## CAmper Initiation - Data Preprocessing
This notebook contains the descriptions for the preprocessing of the original data files.
File named preprocess.py is the corresponding script to obtain the outputs from this notebook.

In [1]:
# Start with imports
import pandas as pd

#### First glance
From the readme files, we know that the data is pipe separated and is not very big. So we can try to load it straight into a pandas data frame.

note:pandas defaults to utf-8 but seems like there aer non utf-8 chars in this file. Trying a few common encodings solved the problem, iso-8859-1 was the winner.

In [2]:
_originalLabelled = pd.read_csv("./original_files/labeled_data.csv", sep="|", encoding='iso-8859-1', dtype=object)

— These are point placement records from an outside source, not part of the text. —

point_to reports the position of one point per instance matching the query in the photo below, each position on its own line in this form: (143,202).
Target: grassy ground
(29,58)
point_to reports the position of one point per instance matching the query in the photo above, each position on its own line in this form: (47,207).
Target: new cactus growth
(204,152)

We should check to make sure that the pandas internals actual read the all the lines from the file. Let's just create a quick data health function to make sure that we are doing the right thing.

In [4]:
def checkDataReadHealth(data):
    # type: (pd.DataFrame) -> None
    with open("./original_files/labeled_data.csv") as file:
        _data = file.readlines()
    assert _originalLabelled.shape[0] == (len(_data) - 1)
    print("OK")
checkDataReadHealth(_originalLabelled)

OK


#### Look and process
Great, let's have a look at the head of the data just as a quick preview.

In [5]:
_originalLabelled.head()

Unnamed: 0,question_text,"code,,"
0,I know what my goals are and what I need to do...,"ALI.5 ,,"
1,I feel like I can be successful in my role,"ALI.5 ,,"
2,30. I know what I need to do to be successful ...,"ALI.5 ,,"
3,I understand my role and what is expected of me,"ALI.5 ,,"
4,I know what is expected of me in my role.,"ALI.5 ,,"

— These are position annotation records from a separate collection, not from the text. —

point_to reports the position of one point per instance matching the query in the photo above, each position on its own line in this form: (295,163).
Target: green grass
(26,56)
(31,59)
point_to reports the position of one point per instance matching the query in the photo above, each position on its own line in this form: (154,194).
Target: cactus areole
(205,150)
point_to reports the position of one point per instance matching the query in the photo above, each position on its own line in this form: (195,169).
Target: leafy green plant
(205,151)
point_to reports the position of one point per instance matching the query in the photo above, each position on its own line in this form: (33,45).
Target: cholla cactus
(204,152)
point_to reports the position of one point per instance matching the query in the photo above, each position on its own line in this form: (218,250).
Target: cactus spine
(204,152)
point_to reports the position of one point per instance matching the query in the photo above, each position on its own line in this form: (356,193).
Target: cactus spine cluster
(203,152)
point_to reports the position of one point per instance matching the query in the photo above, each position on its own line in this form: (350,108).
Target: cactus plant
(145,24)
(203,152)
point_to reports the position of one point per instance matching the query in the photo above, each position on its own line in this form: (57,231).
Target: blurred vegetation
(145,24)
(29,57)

Looks like the code column can use some cleaning, let's quickly set up a function to do so. It's probably not required in the notebook, but I set this up because it's more readable in the script file.

In [6]:
def cleanUpCodeColumn(originalData):
    # type: (pd.DataFrame) -> pd.DataFrame

    """
    Cleans the code column and the dataframe by:
    1. Renaming the code column to remove the commas.
    2. Removing whitespace and commas from the code column values.
    :param originalData: Pandas dataframe containing the original data.
    :return: Cleaned up dataframe.
    """

    _local = originalData.copy()
    _local.columns = ['question_text', 'code']

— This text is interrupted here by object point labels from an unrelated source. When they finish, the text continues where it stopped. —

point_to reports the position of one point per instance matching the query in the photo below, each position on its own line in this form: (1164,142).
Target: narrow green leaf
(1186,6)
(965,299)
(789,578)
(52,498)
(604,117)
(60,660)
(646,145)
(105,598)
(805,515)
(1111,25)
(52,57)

    _local['code'] = _local['code'].apply(lambda x: str(x).split(',')[0].strip())

    assert originalData.shape == _local.shape

    return _local

_cleanLabel = cleanUpCodeColumn(_originalLabelled)
_cleanLabel['code'].unique()

array(['ALI.5', 'nan', 'ENA.3', 'TEA.2', 'INN.2'], dtype=object)

Hmm, looks like there is a sneaky 'nan' in there. Probably because there's a missing value in there. Let's get rid of that.

In [7]:
_cleanLabel = _cleanLabel.loc[_cleanLabel['code'] != 'nan']
_cleanLabel['code'].unique()

array(['ALI.5', 'ENA.3', 'TEA.2', 'INN.2'], dtype=object)

Excellent. Output the processed file and move on to the EDA / Wrangling stage. Set the encoding to utf-8, no real reason, just pandas defaults to it. I don't actually do this in the notebook, running the preprocess.py will do.